干员的声音冰冷刺骨,没有一丝人类的感情,仿佛在宣判死刑。
“什么……SSS级最高机密人员?”
傻柱愣住了,脑门上冰冷的枪口让他瞬间清醒过来,恐惧像毒蛇一样死死缠住了他的心脏。
“不可能……他就是个绝户!他怎么可能是机密人员!”傻柱歇斯底里地吼道,根本无法接受这个现实。
“闭嘴!”干员一脚踩在傻柱断裂的膝盖上。
“啊——”傻柱再次发出杀猪般的惨叫,差点痛晕过去。
“带走!直接移交防卫署重刑监区,以危害国家安全罪起诉!”干员冷酷地下达命令。
两名干员像拖死狗一样,一左一右架起傻柱的胳膊,直接往院外拖去。
“不!我错了!林飞,我错了!你饶了我吧!我再也不敢了!”
傻柱终于彻底崩溃了,眼泪鼻涕糊了一脸,拼命地挣扎求饶。他知道,危害国家安全罪,最轻也是个无期徒刑,甚至可能吃枪子!
但林飞连看都没看他一眼,径直走向后院。
傻柱的惨叫声越来越远,直到彻底消失在胡同口。
中院,秦淮茹靠在墙上,大口大口地喘着粗气。
看着傻柱被拖走,她的眼中没有一丝悲伤,反而闪过一抹极其隐蔽的贪婪。
“傻柱这回算是彻底栽了,这可是要掉脑袋的罪名。”秦淮茹在心里快速盘算着,“他那两间大瓦房,还有他藏在床底下的那些钱票和饭盒,现在可都是无主之物了。我得想个办法,趁街道办来查封之前,把这些东西都弄到手!”
想到这里,秦淮茹的目光又不由自主地投向了后院林飞的背影。
“这个林飞,到底走了什么狗屎运?居然成了什么SSS级机密人员?连带枪的当兵的都听他的话!”
秦淮茹咬着嘴唇,眼中满是嫉妒和贪婪。
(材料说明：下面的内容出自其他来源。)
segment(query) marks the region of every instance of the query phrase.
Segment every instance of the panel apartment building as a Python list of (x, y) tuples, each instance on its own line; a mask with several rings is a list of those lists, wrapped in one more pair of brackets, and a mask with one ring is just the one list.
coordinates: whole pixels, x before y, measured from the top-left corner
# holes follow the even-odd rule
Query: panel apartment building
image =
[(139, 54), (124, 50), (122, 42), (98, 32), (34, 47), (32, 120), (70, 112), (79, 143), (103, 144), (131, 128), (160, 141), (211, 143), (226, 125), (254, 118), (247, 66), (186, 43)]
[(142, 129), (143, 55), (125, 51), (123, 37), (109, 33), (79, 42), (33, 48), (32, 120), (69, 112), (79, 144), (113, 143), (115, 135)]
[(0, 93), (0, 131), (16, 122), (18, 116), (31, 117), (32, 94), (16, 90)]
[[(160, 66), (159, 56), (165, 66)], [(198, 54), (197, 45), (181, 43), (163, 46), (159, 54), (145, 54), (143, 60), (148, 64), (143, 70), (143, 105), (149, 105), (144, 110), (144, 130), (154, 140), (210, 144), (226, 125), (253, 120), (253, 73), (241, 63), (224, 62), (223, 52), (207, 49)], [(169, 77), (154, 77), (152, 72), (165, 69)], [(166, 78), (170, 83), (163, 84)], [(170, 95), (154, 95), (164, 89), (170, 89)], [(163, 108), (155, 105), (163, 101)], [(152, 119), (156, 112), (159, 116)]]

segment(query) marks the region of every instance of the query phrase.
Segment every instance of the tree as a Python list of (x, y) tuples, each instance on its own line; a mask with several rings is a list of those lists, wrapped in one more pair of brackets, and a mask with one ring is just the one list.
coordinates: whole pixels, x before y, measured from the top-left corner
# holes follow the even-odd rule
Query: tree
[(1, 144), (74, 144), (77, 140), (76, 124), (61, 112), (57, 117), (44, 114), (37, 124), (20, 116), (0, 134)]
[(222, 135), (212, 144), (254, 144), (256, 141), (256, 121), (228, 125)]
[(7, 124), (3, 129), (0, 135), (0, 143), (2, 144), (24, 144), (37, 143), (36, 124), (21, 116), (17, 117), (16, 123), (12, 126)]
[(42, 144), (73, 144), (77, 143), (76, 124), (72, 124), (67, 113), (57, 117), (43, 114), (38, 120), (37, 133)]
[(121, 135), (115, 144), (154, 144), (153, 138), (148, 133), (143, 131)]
她理了理头发,挤出几滴眼泪,试图走上前去套近乎:“林飞啊,秦姐知道你受委屈了,傻柱他就是个浑人……”
“站住!”
还没等秦淮茹靠近五米,一名留下的便衣干员猛地转头,手按在腰间的枪套上,眼神如同看死物一般盯着她:“机密人员重地,闲杂人等退后!再敢靠近,按间谍罪论处!”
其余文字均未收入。